Full Apex reported revenues increased of 74% for 2Q2008 and 49% for 1H2008 while NPAT reduced by 8.3% and 1.4% respectively. While the results look pretty ok, not too good or bad, the biggest problem is to understand more about the performance of individual segment. The information is lacking at all quarterly results. But there are still some factors that influence the results.

1) Commencement of PET chip production which causes the increased in revenues but suboptimal plant utilisation at 50% is causing Full Apex to loss money as reflected in the results.

2) The surge in oil price from below USD100 to near USD150. Since the price of each bottle is negotiated before the start of every quarter with their customers, any sharp increased in oil price can possible to drag Full Apex into losses for that quarter. For this part, I think Full Apex is doing very well. Another point is that Full Apex gathers about 7 X of their required inventories at end 2007 where oil price is at double digit. The running down of inventories during 1H2008 helps Full Apex to handle increasing raw material cost.

3) Looking at operating profit before working capital changes show that Full Apex was generating higher profit before any changes in working capital. This is the clear evidence that Full Apex was not just holding on but actually generating higher profit. Accounting treatment does the trick of lowering the profits.

And the negatives?

1) High Oil price.

2) Growing of PET bottle production

3) Is there any tax issue? Everything that Full Apex reported look good and I don’t have any problem with their productions, inventories, receivables but the tax does not seem to be normal to me.

Again at $0.205 where the lowest was $0.20, Full Apex trade at 6.2 X FY2007 earnings and 0.7 X last reported BV. The current stock price is just saying, hey I don’t think you are still going to be in this businesses in the near future which is not the case. And in the business of PET bottling for giant consumer drink in China, those hard assets are going to worth much more than historical BV. Receivables are solid with inventories being good as well.

Swimmer – China Angel

Another stock from my favourite sector because it is cheap and good. Since I am looking forward for the market to present me a better price going forward. I don’t like to write much about this aggressive company. And I like the headline reported results for 2Q2008 and 1H2008. In 2Q2008, China Angel revenues increased by 16% but NPAT slumped by -161% which mean loss making. For 1H2008, China Angel revenues increased by 80% while NPAT dropped by 84%. At $0.14, China Angel is trading at 4.8X FY2007 earnings and just below BV. Well China Angel share price slump to $0.12 at one point sometime back.

All China Stocks, all are swimmer that able to swim against the tides. It doesn’t matter what happen to China or globe in short term. All should come out unhurt or even in a better position against their competitors. And At this kind of stock price, I don’t see why predicting the direction of the stock market is so important.
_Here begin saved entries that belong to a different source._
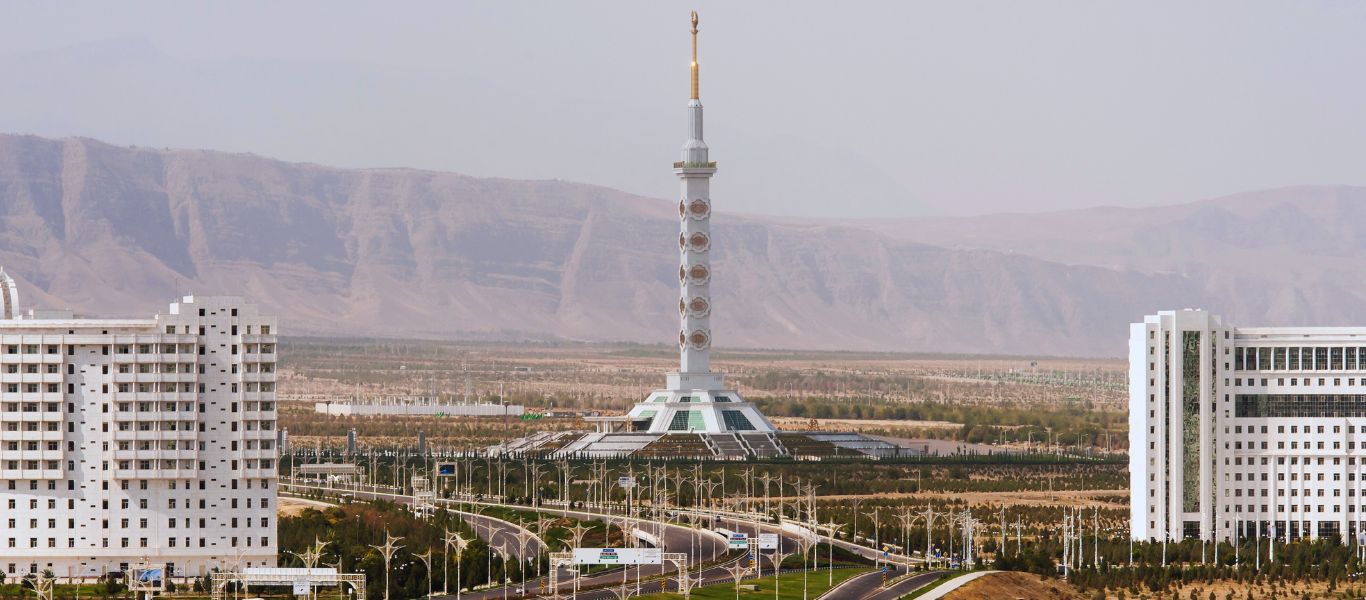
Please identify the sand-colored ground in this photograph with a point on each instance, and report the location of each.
(294, 506)
(1015, 585)
(1221, 589)
(855, 424)
(1083, 498)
  1. Hi, I read about your comments on Full Apex which is very interesting. BTW, on 10 July 08, 35,310,000 shares was traded for Full Apex… Do you have any information about the spark of such big volume traded? Thanks.

  2. Hi,


    I am rather ignorant about trading volume and getting information through breaking the code of volume traded beside those that are offically announced.

  3. Hi,

    I noticed that the Executive Director left and the company and was wondering whether is Full Apex share price going to recover or not. It is now trading at SGD0.185/share!

    I agree with the analysis you had made but it seems that no many people are keen to invest in it.

  4. Hi,

    $0.185!! wow. Haven’t check the stock price yet. Mr Market is putting fish infront of me.

    Mr Jordan Hou, ex. executive director is pretty much related to Australia but I don’t know whether his family live there or not. BUT, CEO singled him out 2 AGM ago that he was in charge of the new PET chip plant. So 1) Did he perform badly? 2) Or he finally finished his job and rejoin his family?

    Thank you for agree with me. And I like stock that no one like or keen.